Height (cm) was measured with a wall stadiometer (SECA 222, Germany), and weight (Kg) was obtained with a digital scale (OMRON body composition monitor scale HBF-212, Japan). Body mass index (BMI) was calculated as weight (kg) divided by height (m) squared. BMI values were used to define weight categories according to the WHO Asia-Pacific criteria for BMI.[12] Weight and height were measured using standard calibrated electronic weighing scales and stadiometer as described in the WHO STEPS surveillance module.[13] Cases and controls having BMI more than or equal to 23 were placed in the “pre-obese/obese category” and those <23 were placed in the “thin/normal (non-obese) category.”

Psychosocial stress

ICMR psychosocial stress scale (60 items) measure participant's perception of feeling stressed. The stress questionnaire queried participants on operational social stressors over the last 1 year in following spheres of social interaction: person-self, family, relatives, neighborhood, peer group, workplace, community, or society. In addition to the questionnaire, a short measure of stress arising from infrequent but crucial life events that occurred in respondent's personal/social life in the past 1 year was also assessed. Responses were on a 4-point scale from “Not at all” to “often.” Scores were summed to indicate current stress levels, with lesser scores suggesting higher perceived stress. Before analysis, the sum score (range 0–180) was divided into quartiles with 75th percentile being the cutoff for “high stress” (≤139) and “low stress” (>139).[8]

Family and social support

Family and social support was measured using ICMR questionnaire (33 item) which assessed factors such as support of family, support of relatives, support of neighbors, relationship with friends, relationship with colleagues, community efforts for sanitation, medical facilities, social discrimination, social contacts, community information, law and order problems, caste, and religion. Responses were on a 3-point scale: Not really; to some extent; Very much. Median score of 78 was taken as cut off for “Good” (≥78) and “Compromised” (<78) Family and Social Support.[8]

Physical activity

Self-reported physical activity was obtained using WHO GPAQ, which obtains information about participant's habitual activities in three domains: work, transportation, and leisure. Cases and controls on the basis of scores obtained by the GPAQ were grouped into heavy and moderate as having “heavy” physical activity and low as “low” physical activity.[10]

Quality of Sleep

Quality of sleep was evaluated through the PSQI. PSQI assessed participant's sleep quality of the past 12 weeks and was administered during the personal interview. A global PSQI ≥5 has a diagnostic sensitivity of 89.6% and specificity of 86.5% in distinguishing “poor sleepers” (PSQI ≥5) from “good sleepers” (PSQI <5) participants.[14]

Addiction

We used the WHO ASSIST as a screening tool for “ever users” or “never users” of any form of addiction (Tobacco and Alcohol). We did not intend to use the grades of addiction in our study. Hence all those who used any form of addiction were categorized in “ever users” and those who did not have any form of addiction were categorized as “never users.”[9]

Occupation

All participants having occupation as farmers, daily wage laborers and housewives were placed under the “heavy/moderate” occupation group and those having sedentary occupation such as shopkeepers, office workers, and not doing any job were classified in the “sedentary occupation” group.

Marital status

All participants those who were married or had a partner were categorized as “living with a partner.” Those who were divorced, widowed, separated, or single were categorized as “living without partner.”

Socioeconomic status

Ration card was used as a proxy measure for assessing the socioeconomic status of participants. Participants with yellow or antyodayi ration card were classified as below poverty line (BPL), while others with the orange and white card were classified as non-BPL.

Data entry and analysis

Data were collected in a paper-less manner using Open Data Kit Kobo Humanitarian toolbox (Harvard Humanitarian Initiative and OCHA), and analysis was done using SPSS (version 21) software.

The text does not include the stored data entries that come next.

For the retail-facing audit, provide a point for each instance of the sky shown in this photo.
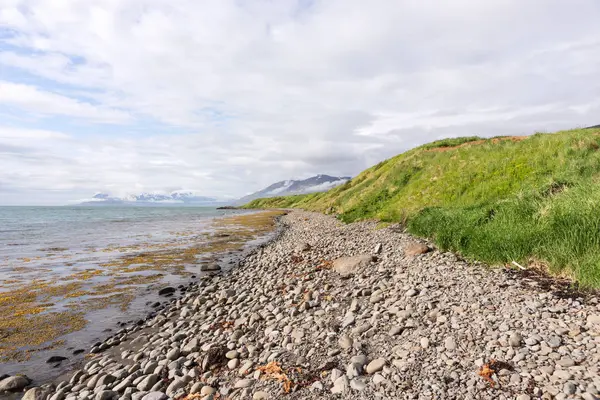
(224, 97)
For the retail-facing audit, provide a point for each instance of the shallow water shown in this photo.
(69, 274)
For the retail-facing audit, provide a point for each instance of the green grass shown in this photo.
(495, 200)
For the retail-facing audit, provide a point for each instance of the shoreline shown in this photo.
(331, 310)
(127, 279)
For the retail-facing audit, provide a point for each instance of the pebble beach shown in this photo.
(348, 311)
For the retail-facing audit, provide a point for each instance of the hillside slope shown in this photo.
(534, 199)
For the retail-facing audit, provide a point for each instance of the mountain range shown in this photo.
(318, 183)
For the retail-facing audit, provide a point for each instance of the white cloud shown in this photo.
(230, 96)
(42, 102)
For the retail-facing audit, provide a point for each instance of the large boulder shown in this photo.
(346, 266)
(14, 383)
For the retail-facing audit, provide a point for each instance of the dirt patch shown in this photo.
(479, 142)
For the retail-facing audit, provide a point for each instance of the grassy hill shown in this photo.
(534, 200)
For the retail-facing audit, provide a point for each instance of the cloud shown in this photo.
(224, 97)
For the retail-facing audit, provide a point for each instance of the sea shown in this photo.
(71, 276)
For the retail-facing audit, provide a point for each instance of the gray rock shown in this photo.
(173, 354)
(107, 395)
(175, 386)
(36, 393)
(554, 341)
(345, 342)
(450, 343)
(357, 385)
(346, 266)
(515, 341)
(376, 365)
(147, 383)
(207, 390)
(155, 396)
(340, 385)
(244, 383)
(569, 388)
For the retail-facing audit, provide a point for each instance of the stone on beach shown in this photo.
(346, 266)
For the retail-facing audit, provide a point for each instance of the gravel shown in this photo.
(354, 312)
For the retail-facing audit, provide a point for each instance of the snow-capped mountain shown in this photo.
(178, 197)
(318, 183)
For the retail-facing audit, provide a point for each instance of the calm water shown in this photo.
(67, 260)
(29, 232)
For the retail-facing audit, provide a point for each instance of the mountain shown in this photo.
(178, 197)
(318, 183)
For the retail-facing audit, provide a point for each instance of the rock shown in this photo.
(515, 340)
(147, 383)
(210, 267)
(196, 387)
(232, 354)
(107, 395)
(450, 343)
(14, 383)
(56, 359)
(357, 385)
(554, 341)
(59, 395)
(166, 291)
(569, 388)
(395, 330)
(301, 247)
(175, 386)
(376, 365)
(593, 321)
(233, 364)
(105, 380)
(208, 390)
(245, 368)
(353, 370)
(361, 329)
(345, 342)
(244, 383)
(346, 266)
(415, 249)
(155, 396)
(173, 354)
(260, 395)
(36, 393)
(340, 385)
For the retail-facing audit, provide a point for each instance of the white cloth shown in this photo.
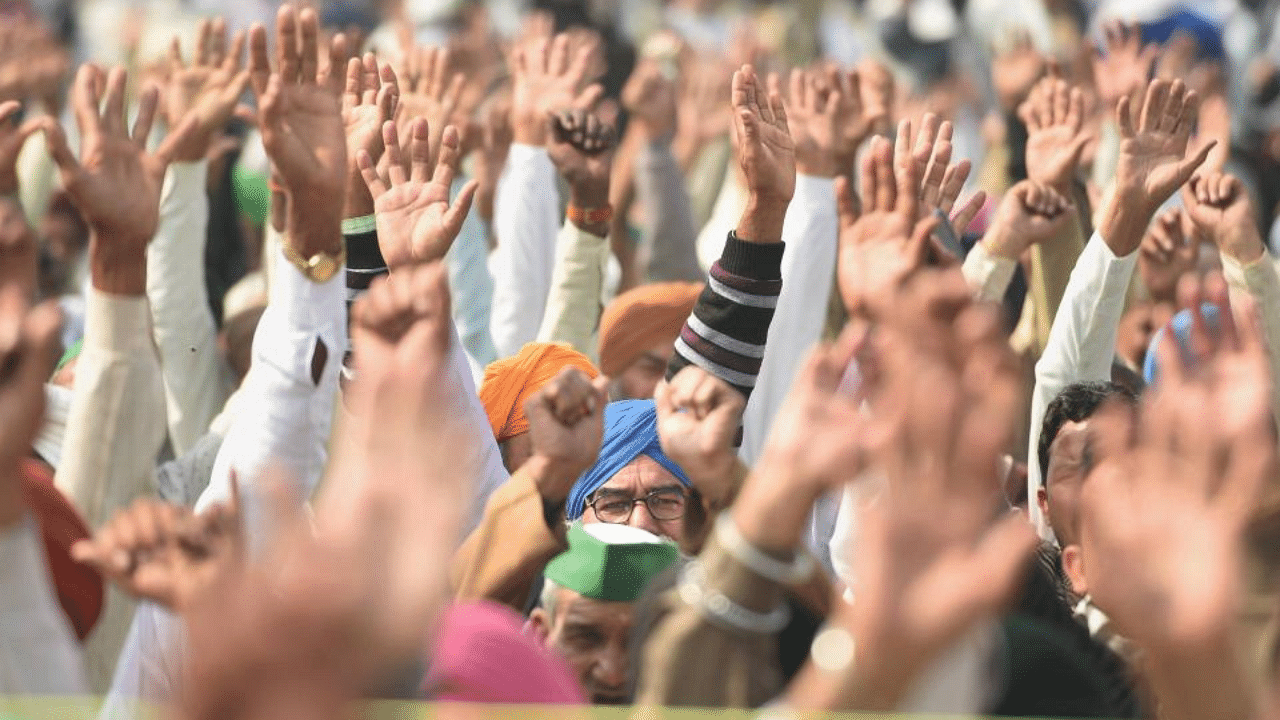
(39, 651)
(810, 233)
(1080, 345)
(526, 217)
(471, 288)
(195, 377)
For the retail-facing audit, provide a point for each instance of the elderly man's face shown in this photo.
(641, 377)
(639, 479)
(1061, 497)
(592, 636)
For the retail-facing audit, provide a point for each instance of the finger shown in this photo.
(420, 151)
(394, 156)
(376, 187)
(447, 165)
(309, 60)
(113, 114)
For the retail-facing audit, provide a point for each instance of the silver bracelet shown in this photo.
(718, 607)
(759, 563)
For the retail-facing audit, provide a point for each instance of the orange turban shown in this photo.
(641, 318)
(80, 588)
(508, 383)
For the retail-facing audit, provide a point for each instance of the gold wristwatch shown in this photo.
(320, 267)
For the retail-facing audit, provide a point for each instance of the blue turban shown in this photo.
(630, 431)
(1182, 324)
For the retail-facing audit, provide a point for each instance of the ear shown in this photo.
(1073, 565)
(539, 624)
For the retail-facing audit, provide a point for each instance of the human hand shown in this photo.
(302, 130)
(1176, 593)
(28, 341)
(13, 136)
(767, 155)
(1169, 251)
(549, 77)
(698, 420)
(1124, 68)
(369, 101)
(164, 552)
(1015, 71)
(208, 89)
(120, 223)
(938, 180)
(933, 554)
(566, 425)
(650, 98)
(1152, 162)
(432, 90)
(1028, 214)
(1220, 206)
(416, 222)
(583, 146)
(1054, 114)
(885, 241)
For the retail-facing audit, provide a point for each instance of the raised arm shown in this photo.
(583, 147)
(117, 420)
(186, 338)
(730, 324)
(1152, 165)
(528, 204)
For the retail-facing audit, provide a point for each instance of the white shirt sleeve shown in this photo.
(810, 235)
(39, 652)
(526, 218)
(1080, 345)
(574, 304)
(471, 287)
(286, 425)
(183, 327)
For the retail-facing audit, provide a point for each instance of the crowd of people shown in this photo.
(818, 356)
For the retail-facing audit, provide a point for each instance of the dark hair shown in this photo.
(1075, 404)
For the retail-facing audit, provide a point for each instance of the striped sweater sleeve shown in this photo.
(730, 324)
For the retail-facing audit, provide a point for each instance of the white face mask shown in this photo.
(58, 408)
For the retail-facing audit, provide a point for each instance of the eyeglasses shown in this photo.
(667, 504)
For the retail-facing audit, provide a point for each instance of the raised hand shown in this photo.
(112, 159)
(432, 90)
(1124, 68)
(208, 89)
(698, 420)
(1169, 251)
(164, 552)
(1015, 71)
(1054, 114)
(551, 76)
(650, 98)
(13, 136)
(1153, 162)
(1220, 208)
(940, 181)
(416, 220)
(566, 425)
(369, 100)
(583, 147)
(933, 555)
(1028, 214)
(1178, 593)
(887, 240)
(302, 130)
(28, 341)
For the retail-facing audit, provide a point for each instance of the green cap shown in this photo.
(609, 563)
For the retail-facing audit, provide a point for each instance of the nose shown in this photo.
(640, 518)
(611, 669)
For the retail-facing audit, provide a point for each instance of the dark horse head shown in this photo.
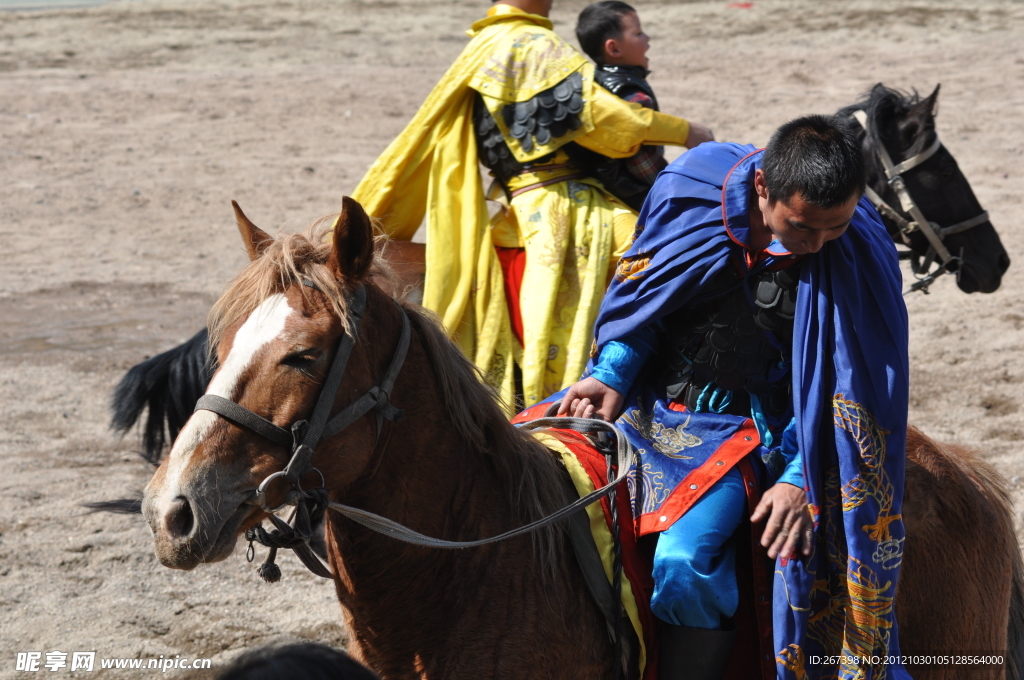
(903, 125)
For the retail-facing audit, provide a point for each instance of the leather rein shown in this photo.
(303, 436)
(933, 232)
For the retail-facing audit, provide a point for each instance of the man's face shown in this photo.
(631, 48)
(800, 226)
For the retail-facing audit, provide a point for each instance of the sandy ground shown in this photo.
(126, 129)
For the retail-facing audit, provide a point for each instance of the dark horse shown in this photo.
(454, 468)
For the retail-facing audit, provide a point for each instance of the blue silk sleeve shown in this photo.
(794, 472)
(622, 359)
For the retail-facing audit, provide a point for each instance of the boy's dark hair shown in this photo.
(816, 157)
(308, 661)
(599, 22)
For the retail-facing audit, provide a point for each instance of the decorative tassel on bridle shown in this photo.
(295, 536)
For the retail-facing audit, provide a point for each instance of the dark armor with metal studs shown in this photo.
(547, 116)
(739, 341)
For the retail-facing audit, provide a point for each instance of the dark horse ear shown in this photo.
(921, 117)
(353, 243)
(256, 240)
(931, 102)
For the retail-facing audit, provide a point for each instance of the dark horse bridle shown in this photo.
(933, 232)
(303, 437)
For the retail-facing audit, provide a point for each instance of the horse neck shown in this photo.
(406, 601)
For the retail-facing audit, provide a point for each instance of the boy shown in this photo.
(609, 33)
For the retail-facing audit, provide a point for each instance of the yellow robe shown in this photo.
(572, 230)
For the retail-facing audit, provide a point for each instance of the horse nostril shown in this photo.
(179, 519)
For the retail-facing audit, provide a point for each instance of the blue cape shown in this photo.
(850, 385)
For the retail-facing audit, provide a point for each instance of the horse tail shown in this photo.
(168, 386)
(1015, 629)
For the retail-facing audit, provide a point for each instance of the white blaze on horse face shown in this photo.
(262, 327)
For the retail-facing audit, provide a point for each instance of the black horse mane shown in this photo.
(167, 387)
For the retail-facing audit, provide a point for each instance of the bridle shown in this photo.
(303, 436)
(935, 234)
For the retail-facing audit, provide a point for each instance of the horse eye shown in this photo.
(301, 359)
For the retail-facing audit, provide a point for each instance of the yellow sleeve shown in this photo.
(622, 127)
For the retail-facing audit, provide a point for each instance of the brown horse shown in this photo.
(454, 468)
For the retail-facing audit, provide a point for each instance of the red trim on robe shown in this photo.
(513, 262)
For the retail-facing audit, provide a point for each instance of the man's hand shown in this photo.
(790, 525)
(591, 397)
(698, 134)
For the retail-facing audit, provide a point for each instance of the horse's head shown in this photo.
(904, 126)
(275, 330)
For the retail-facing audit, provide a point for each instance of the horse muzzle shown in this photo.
(188, 530)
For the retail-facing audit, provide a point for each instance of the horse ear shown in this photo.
(933, 101)
(352, 251)
(256, 240)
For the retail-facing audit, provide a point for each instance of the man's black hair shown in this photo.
(816, 157)
(598, 23)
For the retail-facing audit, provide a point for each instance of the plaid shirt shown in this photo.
(645, 164)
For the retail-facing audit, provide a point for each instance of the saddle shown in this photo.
(753, 654)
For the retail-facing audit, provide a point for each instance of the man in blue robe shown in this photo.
(759, 304)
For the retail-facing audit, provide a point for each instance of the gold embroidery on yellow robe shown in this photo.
(429, 173)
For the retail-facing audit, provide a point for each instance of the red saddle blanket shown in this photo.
(753, 655)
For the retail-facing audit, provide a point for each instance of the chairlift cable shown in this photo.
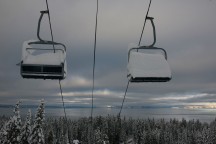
(65, 115)
(50, 24)
(119, 115)
(62, 99)
(144, 23)
(93, 76)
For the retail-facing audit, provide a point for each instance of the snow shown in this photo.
(148, 65)
(46, 58)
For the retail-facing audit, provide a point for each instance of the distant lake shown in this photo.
(204, 115)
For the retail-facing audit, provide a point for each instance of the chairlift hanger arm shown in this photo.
(39, 23)
(147, 48)
(47, 43)
(154, 31)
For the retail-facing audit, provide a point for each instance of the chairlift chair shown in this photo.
(43, 63)
(148, 63)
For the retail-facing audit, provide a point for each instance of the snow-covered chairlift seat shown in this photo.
(148, 67)
(45, 65)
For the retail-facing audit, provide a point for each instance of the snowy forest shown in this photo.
(106, 130)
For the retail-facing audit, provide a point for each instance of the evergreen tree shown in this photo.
(26, 129)
(10, 132)
(37, 136)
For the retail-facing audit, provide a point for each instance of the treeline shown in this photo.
(112, 130)
(102, 130)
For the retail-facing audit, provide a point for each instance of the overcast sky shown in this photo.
(185, 28)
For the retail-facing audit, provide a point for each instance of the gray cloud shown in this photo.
(185, 29)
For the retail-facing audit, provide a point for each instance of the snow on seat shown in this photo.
(146, 67)
(45, 65)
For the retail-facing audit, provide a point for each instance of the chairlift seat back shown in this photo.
(148, 67)
(46, 65)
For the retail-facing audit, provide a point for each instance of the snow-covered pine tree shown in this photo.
(26, 129)
(37, 135)
(10, 133)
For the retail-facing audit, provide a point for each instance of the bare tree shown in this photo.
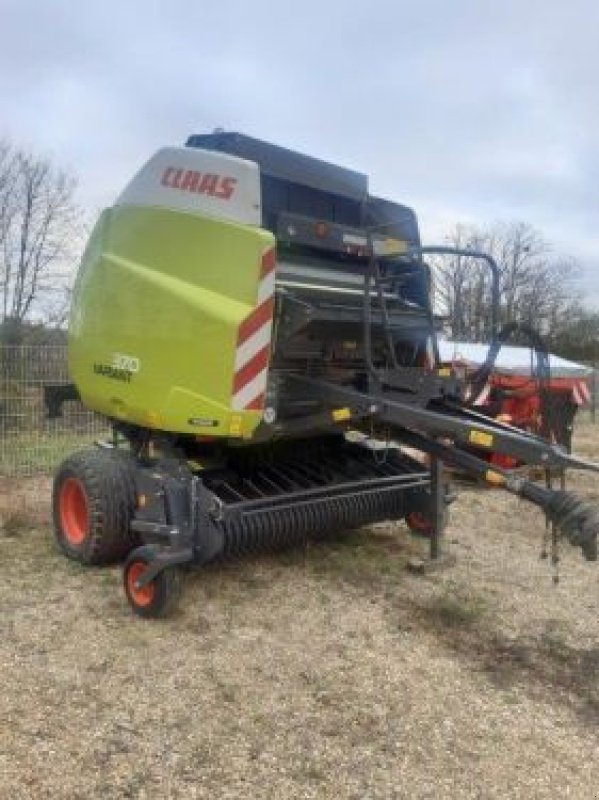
(40, 233)
(536, 286)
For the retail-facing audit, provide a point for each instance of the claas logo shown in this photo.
(188, 180)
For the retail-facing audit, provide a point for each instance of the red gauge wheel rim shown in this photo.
(74, 511)
(144, 595)
(418, 522)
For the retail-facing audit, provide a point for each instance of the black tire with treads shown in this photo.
(105, 478)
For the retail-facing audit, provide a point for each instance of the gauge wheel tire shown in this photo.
(93, 503)
(157, 598)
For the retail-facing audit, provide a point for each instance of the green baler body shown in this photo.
(157, 305)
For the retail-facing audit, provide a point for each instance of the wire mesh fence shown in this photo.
(32, 444)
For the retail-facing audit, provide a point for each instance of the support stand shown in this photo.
(438, 556)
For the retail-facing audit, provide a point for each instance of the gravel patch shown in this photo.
(331, 673)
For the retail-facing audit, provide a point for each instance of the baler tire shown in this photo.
(93, 502)
(159, 597)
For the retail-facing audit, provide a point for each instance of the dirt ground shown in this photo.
(330, 673)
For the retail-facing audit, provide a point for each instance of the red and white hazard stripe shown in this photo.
(580, 393)
(253, 343)
(482, 397)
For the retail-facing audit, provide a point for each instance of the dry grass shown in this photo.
(330, 673)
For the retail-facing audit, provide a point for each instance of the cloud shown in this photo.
(467, 111)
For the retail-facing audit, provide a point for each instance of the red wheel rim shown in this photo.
(143, 595)
(74, 511)
(419, 523)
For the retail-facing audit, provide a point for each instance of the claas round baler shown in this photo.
(257, 328)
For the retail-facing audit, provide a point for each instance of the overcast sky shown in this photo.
(469, 111)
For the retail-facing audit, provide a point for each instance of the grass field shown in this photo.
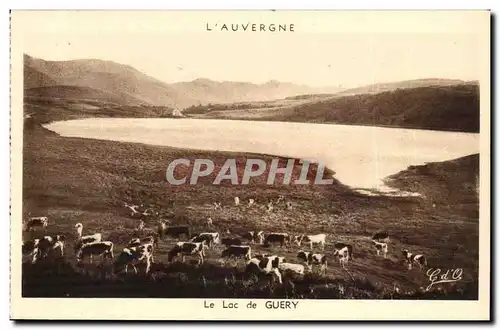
(82, 180)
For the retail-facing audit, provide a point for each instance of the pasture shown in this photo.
(73, 180)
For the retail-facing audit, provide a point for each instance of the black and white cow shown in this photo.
(37, 222)
(51, 246)
(137, 242)
(231, 241)
(209, 238)
(133, 256)
(265, 266)
(103, 249)
(411, 258)
(238, 251)
(319, 239)
(381, 248)
(30, 248)
(281, 238)
(381, 237)
(172, 231)
(188, 249)
(290, 267)
(311, 259)
(343, 254)
(340, 246)
(255, 236)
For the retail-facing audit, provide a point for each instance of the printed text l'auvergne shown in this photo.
(250, 27)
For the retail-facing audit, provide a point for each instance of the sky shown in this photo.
(327, 48)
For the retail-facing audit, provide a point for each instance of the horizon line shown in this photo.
(341, 87)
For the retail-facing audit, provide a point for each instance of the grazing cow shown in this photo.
(140, 227)
(311, 239)
(134, 255)
(311, 259)
(238, 251)
(104, 249)
(381, 248)
(149, 212)
(85, 239)
(230, 241)
(37, 222)
(411, 258)
(343, 255)
(255, 236)
(281, 238)
(134, 209)
(187, 248)
(51, 244)
(136, 242)
(294, 268)
(269, 207)
(209, 238)
(339, 246)
(264, 266)
(382, 237)
(30, 248)
(173, 231)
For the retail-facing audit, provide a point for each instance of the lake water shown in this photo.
(361, 156)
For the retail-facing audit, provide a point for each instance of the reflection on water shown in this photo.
(361, 156)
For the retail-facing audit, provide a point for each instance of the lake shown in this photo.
(361, 156)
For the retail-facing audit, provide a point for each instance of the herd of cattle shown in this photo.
(142, 250)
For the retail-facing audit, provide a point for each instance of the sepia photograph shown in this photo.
(238, 163)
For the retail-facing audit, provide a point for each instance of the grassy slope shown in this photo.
(79, 180)
(454, 108)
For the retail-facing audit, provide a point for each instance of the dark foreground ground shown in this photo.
(81, 180)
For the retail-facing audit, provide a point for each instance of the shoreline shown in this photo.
(380, 189)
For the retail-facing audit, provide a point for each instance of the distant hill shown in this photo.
(441, 108)
(79, 93)
(134, 87)
(391, 86)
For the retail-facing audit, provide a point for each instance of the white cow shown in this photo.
(104, 249)
(294, 268)
(381, 248)
(311, 239)
(265, 266)
(135, 255)
(34, 222)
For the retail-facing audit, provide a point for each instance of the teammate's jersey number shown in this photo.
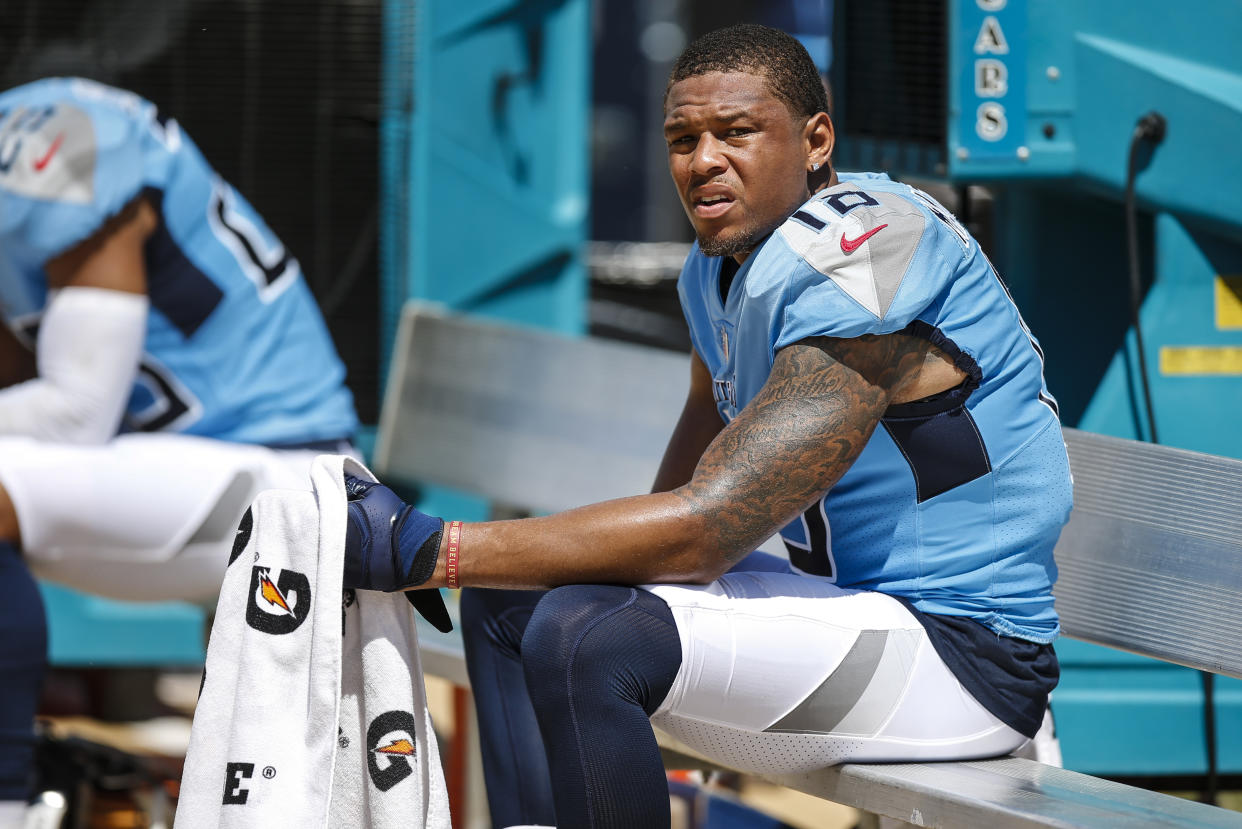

The collected data were entered in the excel sheet and analyzed using:

  • Descriptive analysis using frequency and percentage
  • Bivariate analysis using matched odds ratio with 95% confidence level
  • Multivariate analysis using binomial logistic regression. Logistic regression analysis was used to determine the association of variable with hypertension, and P < 0.05 was taken as statistically significant.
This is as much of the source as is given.